Joseph Allan McIver (17 January 1904 - 15 June 1969) was a Canadian composer, arranger, pianist, and conductor. As a pianist he performed with orchestras in the Quebec region in his early career and was the longtime accompanist and arranger for Trio lyrique. He had a long and fruitful relationship with the Canadian Broadcasting Corporation, serving as a music director, composer, arranger, conductor, and pianist for nearly four decades.

==Early life, education, and career==
Born in Thetford Mines, McIver grew up in Sherbrooke. In his youth he studied the violin and the flute and was a piano student of Alfred Whitehead. He later studied harmony with Oscar O'Brien. He started his performance career playing for silent films in Montreal in 1926. He began performing on Canadian radio programs as a pianist and singer (baritone) around 1930. In the early 1930s, he started appearing as a concert pianist with orchestras like the Ottawa Philharmonic Orchestra.

==Trio lyrique==
In 1932, McIver was enlisted to work as an accompanist and arranger for Trio lyrique (TL), a newly formed vocal trio in Montreal that consisted of baritone Lionel Daunais, contralto Anna Malenfant, and tenor Ludovic Huot. Jules Jacob replaced Huot in the early 1940s. In 1933, the ensemble was engaged by CRBC for its network series One Hour with You, on which the group performed for 87 weeks. In 1934, the TL released the LP album Chansons de Lionel Daunais for Radio Canada International. In 1936, the group performed for the CBS radio network in New York where McIver was also engaged as a staff arranger.

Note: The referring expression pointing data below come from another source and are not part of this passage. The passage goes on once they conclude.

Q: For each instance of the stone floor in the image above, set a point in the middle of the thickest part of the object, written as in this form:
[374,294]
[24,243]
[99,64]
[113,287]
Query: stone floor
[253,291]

The TL continued to perform actively in public concerts and on CBC Radio programs like The Play of the Week, Light Up and Listen. and Serenade for Strings up until the mid-1960s when it disbanded. The group re-united briefly in the autumn of 1971 for CBC broadcasts honoring Daunais and his work. In 1984, the album Le Trio lyrique chante Lionel Daunais was released; containing music from the ensemble's many radio broadcasts. All of the arrangements performed during the TL's performance history were by McIver.

==Composer, arranger, and conductor==
During the 1930s, McIVer began composing background music for many of the Canadian Broadcasting Corporation's radio dramas. During World War II he wrote and conducted music for the shows sponsored by the Canada Savings Bond and other radio broadcasts in Montreal. He also served as a conductor for entertainments given at army bases throughout Canada by Jack Benny.

During the 1950s and 1960s, McIVer worked actively as a music director of variety programs for both CBC Television and CBC Radio. He notably directed the music for the 5 September 1952 opening telecast of CBC (Montreal) TV. Among the programs he directed were Silhouettes, Paillettes, Northern Electric Concert, Le Trio lyrique, and Sunday Night Shows. He also composed the film score for the feature picture Le Rossignol et les cloches and wrote a number of orchestral works.

Having never retired, McIver died in Montreal in 1969 at the age of 65.